Mornings can be hectic and whether you work from home or need to drive into the office, hunting for your child’s belongings can be stressful for everyone involved. It’s easier to navigate the mornings if there is a specific place for school-related items. 

Early childhood educator and mom Stephanie Vainer recommends organizing your home with zones specifically for school. “For example, the entryway is for backpacks, all the sports stuff is in the garage, and all the art and homework is put in a bin in the kitchen.” 

Don’t let school go completely in the summer.

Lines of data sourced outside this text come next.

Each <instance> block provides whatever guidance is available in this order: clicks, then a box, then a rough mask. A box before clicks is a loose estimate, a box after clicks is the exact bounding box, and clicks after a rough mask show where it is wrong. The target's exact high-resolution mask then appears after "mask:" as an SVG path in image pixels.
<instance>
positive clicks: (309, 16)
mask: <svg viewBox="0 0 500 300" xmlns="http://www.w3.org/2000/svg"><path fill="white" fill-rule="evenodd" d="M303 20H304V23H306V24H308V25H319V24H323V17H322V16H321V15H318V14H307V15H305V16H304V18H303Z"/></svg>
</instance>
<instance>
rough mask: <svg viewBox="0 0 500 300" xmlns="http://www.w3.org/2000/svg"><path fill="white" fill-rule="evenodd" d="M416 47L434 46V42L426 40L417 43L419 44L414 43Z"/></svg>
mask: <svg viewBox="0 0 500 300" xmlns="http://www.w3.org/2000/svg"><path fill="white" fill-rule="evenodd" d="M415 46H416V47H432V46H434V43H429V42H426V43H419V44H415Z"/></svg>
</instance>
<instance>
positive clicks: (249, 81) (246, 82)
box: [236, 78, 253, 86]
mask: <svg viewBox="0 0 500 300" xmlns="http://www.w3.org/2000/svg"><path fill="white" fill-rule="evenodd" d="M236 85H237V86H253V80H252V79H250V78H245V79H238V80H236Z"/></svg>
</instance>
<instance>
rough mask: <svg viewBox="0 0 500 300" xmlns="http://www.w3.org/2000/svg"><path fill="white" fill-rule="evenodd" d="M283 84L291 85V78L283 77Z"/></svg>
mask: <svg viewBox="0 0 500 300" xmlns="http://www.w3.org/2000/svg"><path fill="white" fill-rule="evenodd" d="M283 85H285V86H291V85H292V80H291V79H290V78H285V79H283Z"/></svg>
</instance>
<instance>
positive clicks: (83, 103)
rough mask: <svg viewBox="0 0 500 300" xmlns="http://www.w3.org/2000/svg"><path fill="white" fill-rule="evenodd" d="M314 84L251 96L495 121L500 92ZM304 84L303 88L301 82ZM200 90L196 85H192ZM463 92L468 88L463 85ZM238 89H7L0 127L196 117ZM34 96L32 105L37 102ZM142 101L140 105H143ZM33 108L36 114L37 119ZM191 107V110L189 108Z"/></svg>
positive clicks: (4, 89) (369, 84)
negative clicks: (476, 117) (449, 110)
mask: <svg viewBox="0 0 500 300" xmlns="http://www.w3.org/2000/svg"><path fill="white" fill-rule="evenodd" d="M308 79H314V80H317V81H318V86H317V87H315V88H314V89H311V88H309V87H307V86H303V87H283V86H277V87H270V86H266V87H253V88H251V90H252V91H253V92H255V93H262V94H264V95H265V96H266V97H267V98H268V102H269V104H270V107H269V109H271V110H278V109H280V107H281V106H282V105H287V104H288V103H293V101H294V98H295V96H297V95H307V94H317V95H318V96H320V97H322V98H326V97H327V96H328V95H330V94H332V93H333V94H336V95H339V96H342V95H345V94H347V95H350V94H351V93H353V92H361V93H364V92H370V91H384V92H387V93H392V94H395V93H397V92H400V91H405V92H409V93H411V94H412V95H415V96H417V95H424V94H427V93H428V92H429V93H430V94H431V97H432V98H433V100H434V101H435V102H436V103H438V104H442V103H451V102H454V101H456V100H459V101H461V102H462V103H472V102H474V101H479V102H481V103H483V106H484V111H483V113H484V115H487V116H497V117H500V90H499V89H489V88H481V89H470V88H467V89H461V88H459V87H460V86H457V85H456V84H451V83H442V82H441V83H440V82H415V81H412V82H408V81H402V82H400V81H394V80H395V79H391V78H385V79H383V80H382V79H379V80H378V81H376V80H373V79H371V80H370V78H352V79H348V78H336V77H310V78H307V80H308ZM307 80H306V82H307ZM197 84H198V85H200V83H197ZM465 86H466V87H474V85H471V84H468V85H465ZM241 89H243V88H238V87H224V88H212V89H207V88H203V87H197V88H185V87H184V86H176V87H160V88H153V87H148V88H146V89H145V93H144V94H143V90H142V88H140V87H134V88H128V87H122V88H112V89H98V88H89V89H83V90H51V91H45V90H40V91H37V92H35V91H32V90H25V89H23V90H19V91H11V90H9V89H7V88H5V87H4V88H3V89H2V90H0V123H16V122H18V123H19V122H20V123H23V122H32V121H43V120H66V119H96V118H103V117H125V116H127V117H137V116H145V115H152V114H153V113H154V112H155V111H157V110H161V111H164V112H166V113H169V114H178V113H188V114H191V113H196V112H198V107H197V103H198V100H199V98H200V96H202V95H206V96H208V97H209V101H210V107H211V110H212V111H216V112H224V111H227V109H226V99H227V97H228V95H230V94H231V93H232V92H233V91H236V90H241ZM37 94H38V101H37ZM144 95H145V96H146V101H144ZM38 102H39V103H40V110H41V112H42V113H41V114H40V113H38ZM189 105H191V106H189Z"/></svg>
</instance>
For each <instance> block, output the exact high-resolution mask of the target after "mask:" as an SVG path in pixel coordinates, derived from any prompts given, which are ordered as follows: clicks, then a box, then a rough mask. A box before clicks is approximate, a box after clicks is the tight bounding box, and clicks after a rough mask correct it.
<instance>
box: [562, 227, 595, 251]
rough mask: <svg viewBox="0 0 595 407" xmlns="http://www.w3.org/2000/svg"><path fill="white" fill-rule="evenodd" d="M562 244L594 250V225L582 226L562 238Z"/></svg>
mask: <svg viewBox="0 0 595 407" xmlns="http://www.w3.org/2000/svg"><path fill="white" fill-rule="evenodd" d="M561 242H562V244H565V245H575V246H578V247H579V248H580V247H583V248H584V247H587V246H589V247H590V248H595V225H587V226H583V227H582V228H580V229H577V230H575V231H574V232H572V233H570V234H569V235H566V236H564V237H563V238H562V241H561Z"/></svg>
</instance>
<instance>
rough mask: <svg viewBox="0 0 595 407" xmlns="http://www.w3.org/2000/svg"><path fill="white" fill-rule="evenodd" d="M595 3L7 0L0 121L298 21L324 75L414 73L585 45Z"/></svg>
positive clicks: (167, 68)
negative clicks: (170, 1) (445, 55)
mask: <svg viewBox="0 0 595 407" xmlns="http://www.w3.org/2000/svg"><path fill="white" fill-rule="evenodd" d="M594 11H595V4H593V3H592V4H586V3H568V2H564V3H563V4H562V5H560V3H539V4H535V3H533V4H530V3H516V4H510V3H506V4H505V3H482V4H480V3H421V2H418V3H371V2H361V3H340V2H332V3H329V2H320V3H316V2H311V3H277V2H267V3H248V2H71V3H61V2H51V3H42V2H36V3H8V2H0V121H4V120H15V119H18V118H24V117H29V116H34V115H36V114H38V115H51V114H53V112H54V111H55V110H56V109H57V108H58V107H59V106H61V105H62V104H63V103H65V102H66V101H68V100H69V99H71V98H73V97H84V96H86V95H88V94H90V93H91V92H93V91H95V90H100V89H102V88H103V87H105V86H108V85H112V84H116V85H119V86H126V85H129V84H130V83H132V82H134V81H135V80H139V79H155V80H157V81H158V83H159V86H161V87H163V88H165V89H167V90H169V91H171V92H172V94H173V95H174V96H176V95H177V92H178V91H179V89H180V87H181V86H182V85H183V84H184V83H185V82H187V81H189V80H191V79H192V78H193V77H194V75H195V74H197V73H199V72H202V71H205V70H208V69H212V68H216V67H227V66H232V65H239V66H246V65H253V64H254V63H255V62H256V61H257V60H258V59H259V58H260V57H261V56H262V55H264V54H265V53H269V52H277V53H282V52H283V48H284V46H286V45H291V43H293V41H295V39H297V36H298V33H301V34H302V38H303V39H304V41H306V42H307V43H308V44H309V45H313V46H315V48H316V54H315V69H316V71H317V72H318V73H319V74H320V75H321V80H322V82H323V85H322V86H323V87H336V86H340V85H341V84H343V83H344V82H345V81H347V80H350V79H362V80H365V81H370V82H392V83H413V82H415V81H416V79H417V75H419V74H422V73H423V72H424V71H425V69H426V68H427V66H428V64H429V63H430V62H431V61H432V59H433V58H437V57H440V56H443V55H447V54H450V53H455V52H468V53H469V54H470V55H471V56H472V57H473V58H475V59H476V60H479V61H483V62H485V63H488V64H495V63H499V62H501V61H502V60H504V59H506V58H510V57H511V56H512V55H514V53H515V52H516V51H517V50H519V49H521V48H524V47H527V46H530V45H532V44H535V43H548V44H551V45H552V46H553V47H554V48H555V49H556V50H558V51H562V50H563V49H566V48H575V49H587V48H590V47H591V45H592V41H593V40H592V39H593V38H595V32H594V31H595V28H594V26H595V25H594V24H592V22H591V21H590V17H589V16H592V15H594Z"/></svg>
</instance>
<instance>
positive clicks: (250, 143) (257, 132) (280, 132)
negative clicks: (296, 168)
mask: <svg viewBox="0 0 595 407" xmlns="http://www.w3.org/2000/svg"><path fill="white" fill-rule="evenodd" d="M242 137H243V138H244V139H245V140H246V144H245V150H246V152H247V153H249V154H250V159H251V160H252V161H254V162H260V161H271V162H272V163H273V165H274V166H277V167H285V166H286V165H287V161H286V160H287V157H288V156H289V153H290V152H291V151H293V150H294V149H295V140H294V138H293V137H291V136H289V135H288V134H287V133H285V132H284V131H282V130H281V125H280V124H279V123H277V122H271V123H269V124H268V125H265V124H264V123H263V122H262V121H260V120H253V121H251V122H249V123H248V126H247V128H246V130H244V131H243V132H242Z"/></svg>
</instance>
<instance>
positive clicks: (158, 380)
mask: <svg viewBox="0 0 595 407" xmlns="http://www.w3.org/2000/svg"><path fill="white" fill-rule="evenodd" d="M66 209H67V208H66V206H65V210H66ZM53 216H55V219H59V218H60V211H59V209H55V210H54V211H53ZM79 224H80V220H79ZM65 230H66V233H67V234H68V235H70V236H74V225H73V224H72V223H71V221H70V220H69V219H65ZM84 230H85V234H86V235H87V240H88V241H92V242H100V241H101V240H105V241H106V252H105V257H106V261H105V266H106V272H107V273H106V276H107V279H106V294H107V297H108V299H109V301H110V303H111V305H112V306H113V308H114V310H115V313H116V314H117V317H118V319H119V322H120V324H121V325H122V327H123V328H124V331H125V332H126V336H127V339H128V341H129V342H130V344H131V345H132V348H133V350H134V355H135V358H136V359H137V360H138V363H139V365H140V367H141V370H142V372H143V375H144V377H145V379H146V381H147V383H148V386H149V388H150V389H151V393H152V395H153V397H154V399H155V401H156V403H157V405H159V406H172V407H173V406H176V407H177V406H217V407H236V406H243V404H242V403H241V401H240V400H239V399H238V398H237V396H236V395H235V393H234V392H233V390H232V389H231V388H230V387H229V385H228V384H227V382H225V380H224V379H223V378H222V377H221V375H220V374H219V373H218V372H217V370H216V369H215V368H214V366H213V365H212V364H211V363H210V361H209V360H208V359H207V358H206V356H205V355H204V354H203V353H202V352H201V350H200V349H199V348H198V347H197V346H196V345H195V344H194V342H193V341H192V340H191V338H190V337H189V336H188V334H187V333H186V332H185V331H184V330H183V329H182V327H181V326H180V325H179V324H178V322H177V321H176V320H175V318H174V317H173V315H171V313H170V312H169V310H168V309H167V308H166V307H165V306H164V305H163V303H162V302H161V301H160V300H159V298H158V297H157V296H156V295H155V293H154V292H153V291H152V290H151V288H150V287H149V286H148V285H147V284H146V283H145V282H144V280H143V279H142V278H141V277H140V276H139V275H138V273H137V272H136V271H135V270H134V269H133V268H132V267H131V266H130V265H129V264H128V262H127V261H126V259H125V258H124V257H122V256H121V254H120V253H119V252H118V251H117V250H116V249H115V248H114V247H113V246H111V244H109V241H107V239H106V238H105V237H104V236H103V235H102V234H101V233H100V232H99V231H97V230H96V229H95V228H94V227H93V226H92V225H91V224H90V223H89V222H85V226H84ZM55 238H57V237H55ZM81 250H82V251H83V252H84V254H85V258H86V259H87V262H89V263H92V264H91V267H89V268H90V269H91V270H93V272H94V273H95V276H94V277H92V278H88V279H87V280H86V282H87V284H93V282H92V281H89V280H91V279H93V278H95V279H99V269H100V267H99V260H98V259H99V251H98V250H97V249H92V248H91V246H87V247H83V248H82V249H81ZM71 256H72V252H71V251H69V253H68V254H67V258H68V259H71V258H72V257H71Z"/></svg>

Some parents think having a balance of summer fun and some learning may help kids embrace school more readily come fall. Though breaks and play are important, they may feel like they “don’t have the hang of school” without having any kind of learning for the two to three months of summer vacation. 

Instead, says Hart Cunningham, education professional and owner of Enroll, “It can also be helpful to try and incorporate some schooling during the summer so your kids can easily pick up where they left off. If they struggle with a particular subject, it can help to spend a couple hours a week on lesson books so they can feel more confident about their skills when they are back at school.”